Deparamo-nos hoje com a primeira das oito bem-aventuranças do Evangelho de Mateus. Jesus começa a proclamar a sua via para a felicidade com um anúncio paradoxal: «Felizes os pobres em espírito, porque é deles o Reino dos Céus» (5,3). Uma estrada surpreendente e um estranho objeto de bem-aventurança, a pobreza.

Temos de nos perguntar: o que se entende aqui com «pobres»? Se Mateus usasse só esta palavra, então o significado seria simplesmente económico, ou seja, indicaria as pessoas que têm poucos ou nenhum meio de sustentação e precisam da ajuda dos outros.

Mas o Evangelho de Mateus, diferentemente do de Lucas, fala de «pobres em espírito». O que quer dizer? O espírito, segundo a Bíblia, é o sopro da vida que Deus comunicou a Adão; é a nossa dimensão mais íntima, digamos, a dimensão espiritual, a mais íntima, aquela que nos torna pessoas humanas, o núcleo profundo do nosso ser. Então, os «pobres em espírito» são aqueles que são e se sentem pobres, mendicantes, no íntimo do seu ser. Jesus proclama-os felizes, porque a eles pertence o Reino dos Céus.

Quantas vezes nos é dito o contrário! É preciso ser alguma coisa na vida, ser alguém… É preciso fazer um nome… É daqui que nasce a solidão e a infelicidade: se eu tenho de ser “alguém”, estou em competição com os outros e vivo na preocupação obsessiva pelo meu ego. Se não aceito ser pobre, odeio tudo aquilo que me recorda a minha fragilidade. Porque esta fragilidade impede que eu me torne uma pessoa importante, um rico não só de dinheiro, mas de fama, de tudo.



Não temos de nos transformar para nos tornarmos pobres em espírito, não temos de fazer qualquer transformação, porque já o somos! Somos pobres… ou, mais claramente: somos “pobrezinhos” em espírito. Precisamos de tudo.

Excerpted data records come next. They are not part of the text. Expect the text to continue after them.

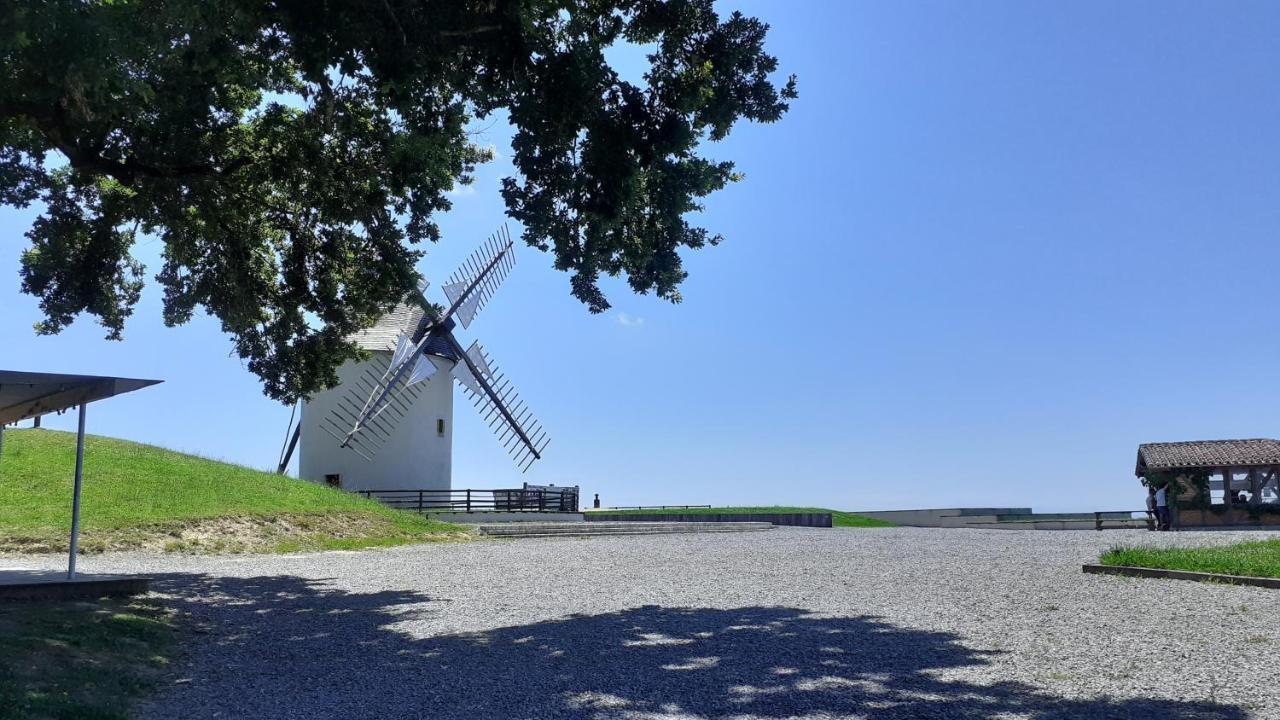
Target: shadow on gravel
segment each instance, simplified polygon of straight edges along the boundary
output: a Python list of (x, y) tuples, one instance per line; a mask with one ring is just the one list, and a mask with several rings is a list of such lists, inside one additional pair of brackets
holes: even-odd
[(649, 606), (418, 639), (389, 627), (442, 605), (417, 593), (291, 576), (167, 575), (154, 586), (203, 630), (178, 683), (143, 708), (149, 718), (1248, 717), (1207, 702), (941, 680), (933, 671), (991, 653), (872, 617)]

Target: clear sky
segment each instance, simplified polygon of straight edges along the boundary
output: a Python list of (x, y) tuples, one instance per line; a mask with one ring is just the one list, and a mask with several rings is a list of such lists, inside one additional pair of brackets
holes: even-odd
[[(603, 316), (521, 247), (462, 335), (552, 443), (522, 478), (459, 397), (455, 487), (1127, 509), (1140, 442), (1280, 435), (1280, 4), (733, 8), (772, 24), (801, 97), (708, 148), (746, 173), (701, 218), (727, 241), (686, 258), (684, 304), (611, 283)], [(508, 154), (504, 126), (484, 138)], [(509, 172), (456, 196), (434, 289), (502, 222)], [(33, 335), (33, 214), (0, 210), (0, 367), (163, 378), (91, 431), (273, 467), (289, 409), (216, 322), (165, 328), (154, 285), (123, 343), (87, 318)]]

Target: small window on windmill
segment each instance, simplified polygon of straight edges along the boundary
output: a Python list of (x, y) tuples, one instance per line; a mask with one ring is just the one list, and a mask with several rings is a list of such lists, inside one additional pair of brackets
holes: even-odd
[(444, 418), (436, 418), (436, 434), (444, 437)]
[(340, 488), (342, 487), (342, 476), (337, 473), (325, 475), (324, 484), (329, 487)]

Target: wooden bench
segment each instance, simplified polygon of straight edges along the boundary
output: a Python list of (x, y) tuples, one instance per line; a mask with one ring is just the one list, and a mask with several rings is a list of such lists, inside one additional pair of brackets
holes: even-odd
[[(1104, 517), (1105, 515), (1120, 515), (1122, 513), (1128, 513), (1129, 517)], [(1143, 513), (1146, 516), (1148, 530), (1154, 531), (1156, 529), (1156, 514), (1151, 510), (1099, 510), (1093, 514), (1093, 527), (1096, 530), (1127, 530), (1133, 527), (1133, 523), (1137, 520), (1133, 517), (1134, 513)], [(1118, 524), (1107, 527), (1107, 522)]]

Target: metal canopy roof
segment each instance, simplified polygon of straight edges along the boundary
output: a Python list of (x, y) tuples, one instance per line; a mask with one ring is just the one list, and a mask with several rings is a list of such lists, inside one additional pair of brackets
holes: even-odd
[(155, 385), (160, 380), (0, 370), (0, 425)]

Somos todos pobres em espírito, somos mendicantes. É a condição humana



Cada pessoa, diante de si própria, sabe bem que, por muito que faça, permanece sempre radicalmente incompleto e vulnerável. Não há truque que cubra esta vulnerabilidade. Cada um de nós é vulnerável, no interior. Deve ver onde. Mas como se vive mal se se refutam os próprios limites! Vive-se mal. Não se digere o limite, está ali. As pessoas orgulhosas não pedem ajuda, não podem pedir ajuda, não lhes ocorre pedir ajuda porque têm de demonstrar-se autossuficientes. E quantas delas precisam de ajuda, mas o orgulho impede de pedir ajuda. E como é difícil admitir um erro e pedir perdão!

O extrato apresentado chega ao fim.